Once he has collected a certain amount he will hand them over to Hospice so they can buy a wheelchair for a needy person.
After almost 39 years of life, Gow believes he will live “happily ever after”– just as happily as he has been living until now.
Dr Rudi Marx, a general practitioner in Grahamstown, describes Down Syndrome as a genetic abnormality.
The child is born with an extra chromosome at the 21st trisomy.
This affects the child’s mental capacity and the child will have slit eyes and a large tongue. Further effects on the body might be heart valve complications but this does not occur in every case.
Marx explains there are three different types of Down Syndrome: mosaicism, trisomy 21 and translocation. Marx says people with Down Syndrome have a very loving and caring nature.
Vanessa Dos Santos, the national director for Down Syndrome South Africa, explains that Down Syndrome is “not an illness, it is not a disease, it is therefore not contagious.
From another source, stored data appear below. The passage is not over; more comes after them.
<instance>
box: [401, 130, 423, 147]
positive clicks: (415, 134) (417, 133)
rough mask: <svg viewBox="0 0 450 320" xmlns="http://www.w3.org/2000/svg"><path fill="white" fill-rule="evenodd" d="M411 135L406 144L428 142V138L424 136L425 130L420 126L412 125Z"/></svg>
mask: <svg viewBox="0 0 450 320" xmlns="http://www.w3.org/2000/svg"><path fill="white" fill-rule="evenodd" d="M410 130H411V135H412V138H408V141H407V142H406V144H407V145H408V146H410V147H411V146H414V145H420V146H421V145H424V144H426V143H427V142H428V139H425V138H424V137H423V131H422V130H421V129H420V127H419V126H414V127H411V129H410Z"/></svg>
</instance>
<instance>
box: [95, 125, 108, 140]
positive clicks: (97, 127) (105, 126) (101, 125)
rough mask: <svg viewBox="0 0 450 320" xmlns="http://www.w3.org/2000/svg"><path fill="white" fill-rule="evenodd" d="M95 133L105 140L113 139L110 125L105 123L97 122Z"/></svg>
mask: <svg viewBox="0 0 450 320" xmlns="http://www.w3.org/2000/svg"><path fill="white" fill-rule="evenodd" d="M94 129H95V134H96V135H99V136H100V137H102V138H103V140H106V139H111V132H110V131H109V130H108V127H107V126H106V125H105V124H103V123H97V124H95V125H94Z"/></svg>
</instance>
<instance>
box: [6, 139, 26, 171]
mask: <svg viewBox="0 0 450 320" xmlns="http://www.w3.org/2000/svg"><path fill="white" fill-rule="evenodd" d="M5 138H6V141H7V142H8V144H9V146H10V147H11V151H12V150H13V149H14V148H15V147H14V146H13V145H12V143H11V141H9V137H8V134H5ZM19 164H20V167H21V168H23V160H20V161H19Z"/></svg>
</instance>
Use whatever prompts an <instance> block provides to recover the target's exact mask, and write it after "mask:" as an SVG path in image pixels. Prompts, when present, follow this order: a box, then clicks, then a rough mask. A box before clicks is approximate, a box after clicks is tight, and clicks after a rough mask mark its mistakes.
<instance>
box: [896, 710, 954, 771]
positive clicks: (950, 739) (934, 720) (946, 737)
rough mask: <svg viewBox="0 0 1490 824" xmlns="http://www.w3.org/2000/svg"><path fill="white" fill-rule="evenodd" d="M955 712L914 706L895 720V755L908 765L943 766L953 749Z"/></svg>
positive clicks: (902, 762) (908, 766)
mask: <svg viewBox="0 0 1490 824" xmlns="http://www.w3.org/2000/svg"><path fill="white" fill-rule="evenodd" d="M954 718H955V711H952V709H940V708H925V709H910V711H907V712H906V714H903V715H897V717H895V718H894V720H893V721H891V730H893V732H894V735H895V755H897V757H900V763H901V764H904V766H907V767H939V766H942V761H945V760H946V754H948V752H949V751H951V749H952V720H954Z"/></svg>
It is a condition.”
According to Dos Santos, the biggest challenge facing people with Down Syndrome in their lives is “the stigmatisation of the condition”.
Down Syndrome South Africa is there to create awareness about the condition as well as provide information to the parents of children with Down Syndrome.
Dos Santos also advises that parents who have a child with Down Syndrome can apply for a care dependency grant if they meet the requirements and once the child turns 18.